View Full Version : ?? about gluing boards that are a bit sappy

01-06-2005, 01:58 PM
I bought a few planks of port orford cedar last summer that have been stickered in my shop (garage) waiting to be made into a canoe bottom. Last month I planed them to the right thickness (from 1/2" to 3/8") and then put them back up to wait until I had more time to glue them together. I pulled them down last night and noticed that they were sticky on both sides. I can see small amounts of sap bleeding onto the surface. Some of the spots of sap have a black dot in the center.

I thought the wood was properly seasoned, but now I'm worried about glueing them up. Is the sap an issue? Can I epoxy the boards together (on edge) without concern or should I wait some more?

Thanks, Dave

[ 01-06-2005, 03:01 PM: Message edited by: dmede ]

Bob Smalser
01-06-2005, 07:28 PM
Sounds like it's not dry enough yet for epoxy to me (<11%).

If I were in a hurry, I'd cook a sample for a moisture content test before proceeding.

01-06-2005, 07:54 PM
So this is a sign that it is still wet then? Wish I had enough to cut a sample for an oven moisture test, but I only have end wood to spare which is probably not the best indicator right?

Just in case, what is the oven test procedure?

Bob Smalser
01-06-2005, 08:00 PM
A cutoff is better than nothing. Port Orford is denser than Western Red and dries slower. Stock milled late in the summer and stickered in a place with no air flow like your garage might not be ready for epoxy.
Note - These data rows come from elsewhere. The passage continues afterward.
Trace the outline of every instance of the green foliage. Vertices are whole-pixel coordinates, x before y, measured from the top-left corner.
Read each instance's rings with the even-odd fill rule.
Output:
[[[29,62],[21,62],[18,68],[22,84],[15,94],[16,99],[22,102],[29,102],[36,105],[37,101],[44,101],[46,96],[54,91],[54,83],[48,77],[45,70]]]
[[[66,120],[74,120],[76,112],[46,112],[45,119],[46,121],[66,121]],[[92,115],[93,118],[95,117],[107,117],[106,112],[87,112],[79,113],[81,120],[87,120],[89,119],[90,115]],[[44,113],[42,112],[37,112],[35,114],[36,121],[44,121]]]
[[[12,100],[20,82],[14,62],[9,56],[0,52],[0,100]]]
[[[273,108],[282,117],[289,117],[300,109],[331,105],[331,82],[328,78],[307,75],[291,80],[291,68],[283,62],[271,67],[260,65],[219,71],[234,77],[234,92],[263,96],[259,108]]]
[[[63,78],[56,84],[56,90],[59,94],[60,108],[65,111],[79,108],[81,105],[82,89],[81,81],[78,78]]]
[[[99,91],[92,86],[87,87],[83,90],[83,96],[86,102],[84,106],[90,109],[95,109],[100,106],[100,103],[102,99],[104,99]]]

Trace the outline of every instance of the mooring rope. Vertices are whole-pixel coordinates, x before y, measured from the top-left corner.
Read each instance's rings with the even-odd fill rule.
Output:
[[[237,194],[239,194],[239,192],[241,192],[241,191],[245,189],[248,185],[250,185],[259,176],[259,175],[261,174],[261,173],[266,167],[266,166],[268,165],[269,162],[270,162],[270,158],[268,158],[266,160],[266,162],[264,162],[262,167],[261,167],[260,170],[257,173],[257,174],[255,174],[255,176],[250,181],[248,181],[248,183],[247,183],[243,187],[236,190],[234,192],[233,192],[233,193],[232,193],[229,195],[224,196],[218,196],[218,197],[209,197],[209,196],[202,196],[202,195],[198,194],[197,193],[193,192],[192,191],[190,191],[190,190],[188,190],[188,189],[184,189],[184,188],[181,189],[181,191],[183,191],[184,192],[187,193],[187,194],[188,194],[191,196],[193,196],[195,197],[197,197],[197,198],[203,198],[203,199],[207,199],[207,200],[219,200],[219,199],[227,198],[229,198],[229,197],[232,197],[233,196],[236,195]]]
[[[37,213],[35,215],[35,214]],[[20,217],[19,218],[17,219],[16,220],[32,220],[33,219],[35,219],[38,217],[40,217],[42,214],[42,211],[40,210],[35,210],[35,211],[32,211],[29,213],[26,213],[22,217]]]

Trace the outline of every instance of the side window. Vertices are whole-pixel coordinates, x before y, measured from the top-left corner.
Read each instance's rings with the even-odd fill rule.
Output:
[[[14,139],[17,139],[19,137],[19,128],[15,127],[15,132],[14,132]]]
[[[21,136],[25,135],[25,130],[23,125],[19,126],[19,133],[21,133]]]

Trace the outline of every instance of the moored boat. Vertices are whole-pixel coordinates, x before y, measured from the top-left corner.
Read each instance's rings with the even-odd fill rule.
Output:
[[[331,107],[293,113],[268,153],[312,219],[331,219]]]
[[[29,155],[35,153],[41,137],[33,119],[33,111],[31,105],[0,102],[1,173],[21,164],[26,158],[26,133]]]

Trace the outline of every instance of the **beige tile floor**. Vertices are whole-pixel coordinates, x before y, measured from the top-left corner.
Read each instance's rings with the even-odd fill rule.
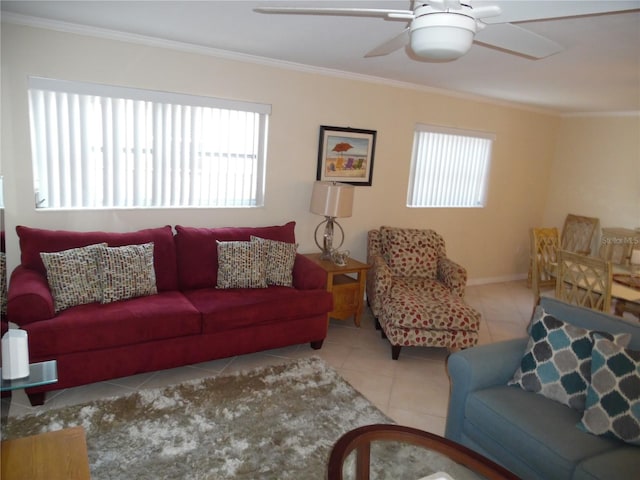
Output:
[[[533,296],[525,281],[469,286],[466,299],[482,313],[481,344],[526,334]],[[55,408],[318,355],[397,423],[442,435],[449,397],[446,349],[404,347],[399,360],[394,361],[389,343],[375,330],[368,309],[361,323],[357,328],[352,321],[331,320],[321,350],[312,350],[308,344],[296,345],[54,391],[47,394],[45,405],[35,408]],[[33,408],[24,392],[14,392],[9,416],[28,413]]]

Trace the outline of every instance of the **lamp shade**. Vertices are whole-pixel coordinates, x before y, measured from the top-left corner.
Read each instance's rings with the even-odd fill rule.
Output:
[[[353,208],[353,185],[316,182],[311,194],[311,212],[325,217],[350,217]]]

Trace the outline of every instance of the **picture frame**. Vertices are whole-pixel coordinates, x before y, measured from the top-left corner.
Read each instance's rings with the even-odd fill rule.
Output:
[[[320,126],[316,180],[370,186],[375,130]]]

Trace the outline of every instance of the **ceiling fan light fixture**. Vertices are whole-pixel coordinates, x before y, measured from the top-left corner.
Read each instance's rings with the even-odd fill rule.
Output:
[[[429,13],[411,25],[411,50],[421,58],[455,60],[471,49],[476,29],[475,18],[468,15]]]

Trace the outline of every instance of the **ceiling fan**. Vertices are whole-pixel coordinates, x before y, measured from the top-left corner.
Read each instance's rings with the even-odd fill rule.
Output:
[[[544,58],[564,50],[553,40],[512,22],[594,15],[640,7],[638,1],[414,1],[412,10],[330,7],[260,7],[259,13],[380,17],[409,21],[399,35],[365,57],[387,55],[405,45],[418,57],[446,61],[466,54],[473,41],[530,58]]]

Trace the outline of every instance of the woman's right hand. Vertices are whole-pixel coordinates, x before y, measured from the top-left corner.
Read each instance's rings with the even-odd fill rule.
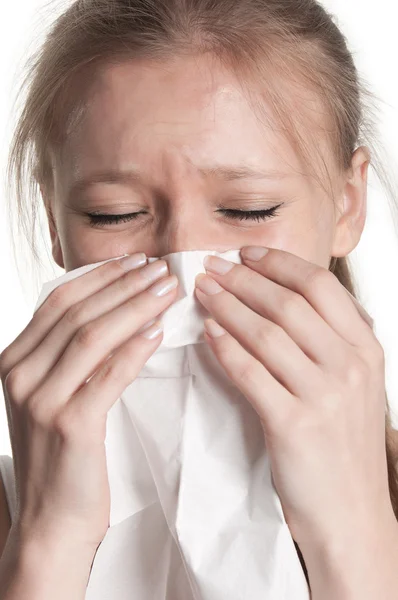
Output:
[[[125,260],[53,290],[0,356],[18,539],[64,540],[95,554],[108,529],[107,413],[163,339],[137,334],[176,298],[176,288],[154,291],[178,285],[164,260],[127,272]]]

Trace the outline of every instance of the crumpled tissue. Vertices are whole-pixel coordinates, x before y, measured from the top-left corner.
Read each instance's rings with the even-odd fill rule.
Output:
[[[179,289],[161,344],[108,412],[110,526],[86,600],[310,598],[258,415],[203,339],[194,288],[207,255],[242,262],[239,249],[160,257]],[[105,262],[46,282],[35,311]]]

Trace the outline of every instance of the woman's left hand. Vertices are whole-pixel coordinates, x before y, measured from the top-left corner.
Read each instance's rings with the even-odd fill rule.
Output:
[[[371,318],[325,268],[274,248],[242,260],[218,259],[231,269],[211,272],[213,292],[196,295],[226,330],[206,339],[260,417],[294,540],[348,541],[394,522],[384,352]]]

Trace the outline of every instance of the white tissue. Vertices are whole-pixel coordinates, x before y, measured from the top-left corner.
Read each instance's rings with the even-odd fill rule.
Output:
[[[310,598],[258,416],[203,341],[194,287],[207,255],[241,263],[239,249],[161,257],[179,293],[162,343],[108,412],[110,527],[86,600]],[[35,311],[105,262],[45,283]]]

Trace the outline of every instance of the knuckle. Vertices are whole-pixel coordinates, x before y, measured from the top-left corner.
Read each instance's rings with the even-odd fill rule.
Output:
[[[79,420],[74,410],[63,408],[52,419],[52,430],[63,440],[84,438],[83,421]]]
[[[9,349],[6,348],[0,354],[0,377],[4,379],[10,370],[10,357],[9,357]]]
[[[101,386],[120,381],[120,370],[120,359],[118,362],[108,360],[96,373],[96,384]]]
[[[323,269],[322,267],[314,266],[313,269],[310,269],[310,272],[304,279],[304,291],[313,292],[314,289],[322,289],[325,287],[325,285],[329,285],[329,283],[332,281],[332,278],[336,279],[335,275],[333,275],[331,271]]]
[[[83,319],[83,302],[73,304],[65,313],[66,321],[73,327],[78,327],[84,323]]]
[[[256,377],[255,362],[249,359],[236,367],[236,377],[245,387],[250,385]]]
[[[29,396],[24,405],[25,414],[34,426],[47,428],[50,423],[51,411],[40,390]]]
[[[99,328],[92,322],[86,323],[75,333],[75,343],[82,348],[94,346],[100,337]]]
[[[4,387],[7,391],[7,394],[16,403],[18,403],[18,391],[22,387],[22,382],[24,381],[24,378],[25,376],[22,372],[22,369],[20,367],[14,367],[13,369],[11,369],[8,375],[6,375],[4,381]]]
[[[295,292],[283,292],[278,298],[278,310],[287,317],[295,317],[304,306],[305,300]]]
[[[255,340],[259,347],[274,347],[279,344],[285,337],[285,332],[279,325],[269,322],[258,328],[255,334]]]
[[[68,283],[58,286],[47,297],[45,304],[51,310],[65,310],[71,304],[70,287]]]
[[[130,275],[130,277],[129,277]],[[121,292],[121,294],[123,296],[126,296],[128,294],[131,294],[131,292],[133,291],[133,286],[132,286],[132,282],[131,282],[131,273],[124,273],[124,275],[122,275],[122,277],[119,277],[116,280],[116,285],[118,287],[118,290]]]
[[[363,385],[367,378],[367,367],[360,359],[351,359],[345,371],[345,381],[353,388]]]

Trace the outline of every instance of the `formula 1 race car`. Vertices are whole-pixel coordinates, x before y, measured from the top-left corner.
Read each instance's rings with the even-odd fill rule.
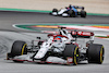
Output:
[[[7,60],[74,65],[84,60],[99,64],[104,61],[105,48],[94,44],[93,32],[60,27],[58,34],[48,34],[46,40],[37,38],[38,41],[32,40],[31,45],[22,40],[14,41]]]
[[[81,11],[78,11],[81,9]],[[86,17],[86,11],[84,11],[84,7],[76,7],[76,5],[69,5],[65,8],[62,8],[58,11],[58,9],[53,9],[52,12],[50,12],[51,15],[59,15],[59,16],[70,16],[75,17],[77,15],[81,15],[81,17]]]

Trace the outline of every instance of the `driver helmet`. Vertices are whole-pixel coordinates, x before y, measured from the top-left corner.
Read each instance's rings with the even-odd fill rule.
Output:
[[[62,39],[61,39],[61,37],[60,36],[57,36],[56,38],[55,38],[55,40],[53,40],[55,42],[62,42]]]

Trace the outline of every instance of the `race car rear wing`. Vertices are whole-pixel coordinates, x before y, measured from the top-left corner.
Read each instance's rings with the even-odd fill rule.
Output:
[[[94,33],[92,32],[81,32],[81,31],[71,31],[72,37],[75,38],[90,38],[94,36]]]

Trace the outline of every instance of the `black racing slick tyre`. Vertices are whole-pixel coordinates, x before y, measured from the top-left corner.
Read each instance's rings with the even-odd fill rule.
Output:
[[[12,57],[27,54],[27,45],[25,41],[16,40],[12,45],[11,54]]]
[[[58,12],[58,10],[57,9],[53,9],[52,12]]]
[[[88,63],[101,64],[105,58],[105,48],[102,45],[92,44],[87,50]]]
[[[81,17],[86,17],[86,11],[84,10],[81,11]]]
[[[65,46],[63,56],[66,59],[68,57],[73,58],[73,64],[76,65],[78,62],[78,47],[76,45],[69,44]]]
[[[70,17],[75,17],[75,12],[73,10],[68,11]]]

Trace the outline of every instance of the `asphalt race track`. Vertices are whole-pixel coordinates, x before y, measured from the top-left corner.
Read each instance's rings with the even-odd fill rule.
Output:
[[[71,23],[71,24],[109,24],[109,16],[57,17],[47,13],[0,12],[0,73],[109,73],[109,40],[95,38],[96,44],[105,46],[105,61],[102,64],[88,64],[84,61],[77,65],[14,63],[5,61],[14,40],[31,42],[36,36],[43,39],[47,34],[16,29],[13,24],[22,23]]]

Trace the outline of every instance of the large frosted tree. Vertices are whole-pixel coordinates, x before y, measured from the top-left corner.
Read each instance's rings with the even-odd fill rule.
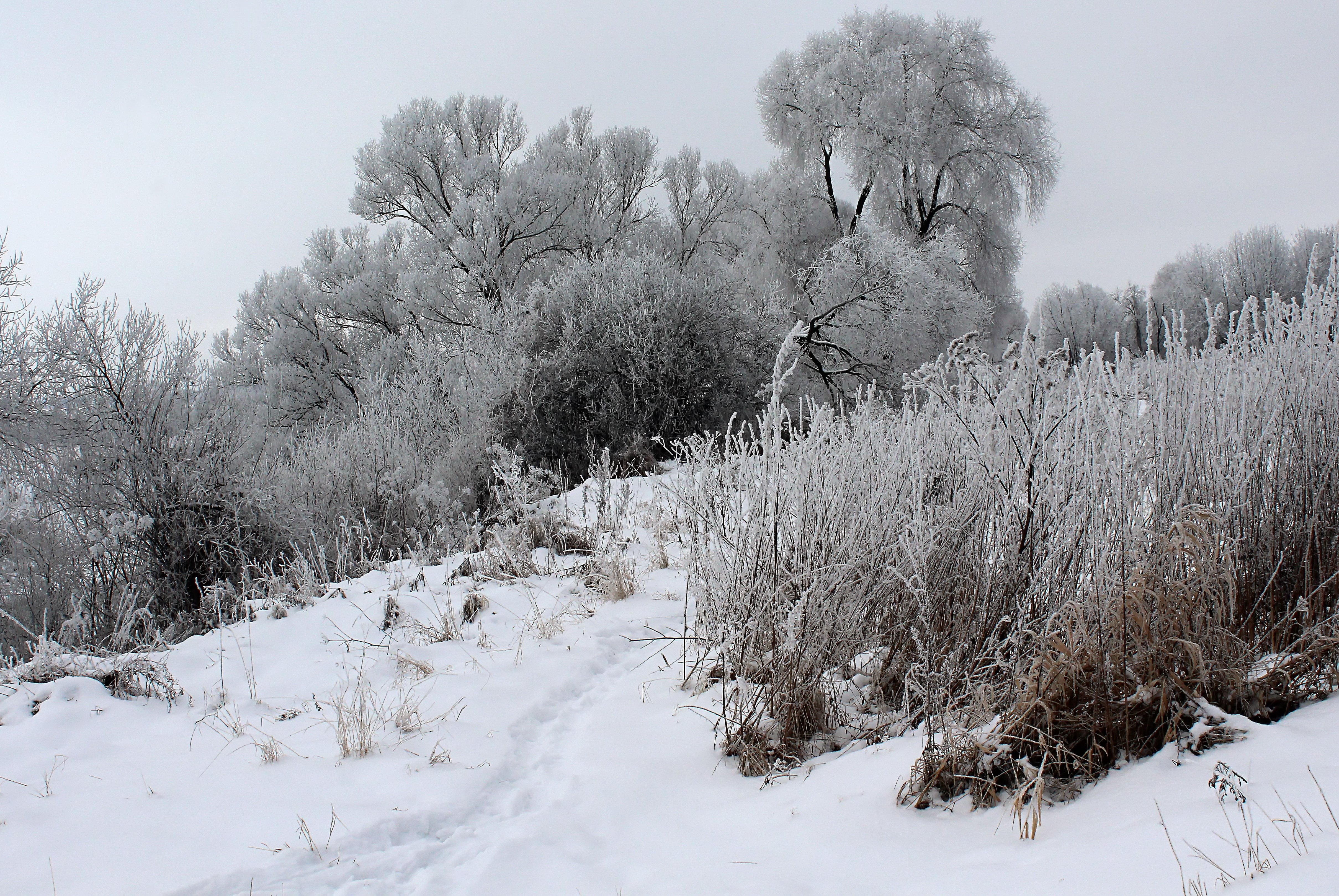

Weigh the cutoff, dry it overnight in an oven on its lowest setting and weigh it again....the difference between the wet weight and the final weight after it stops losing any weight times 100 is the % moisture content.

I use the largest hunk that will register on my powder scale.

[ 01-06-2005, 08:33 PM: Message edited by: Bob Smalser ]

01-07-2005, 01:15 PM
thanks bob. I'll give it a try. I dont have a small scale though. Can I just get a cheap kitchen scale and use that?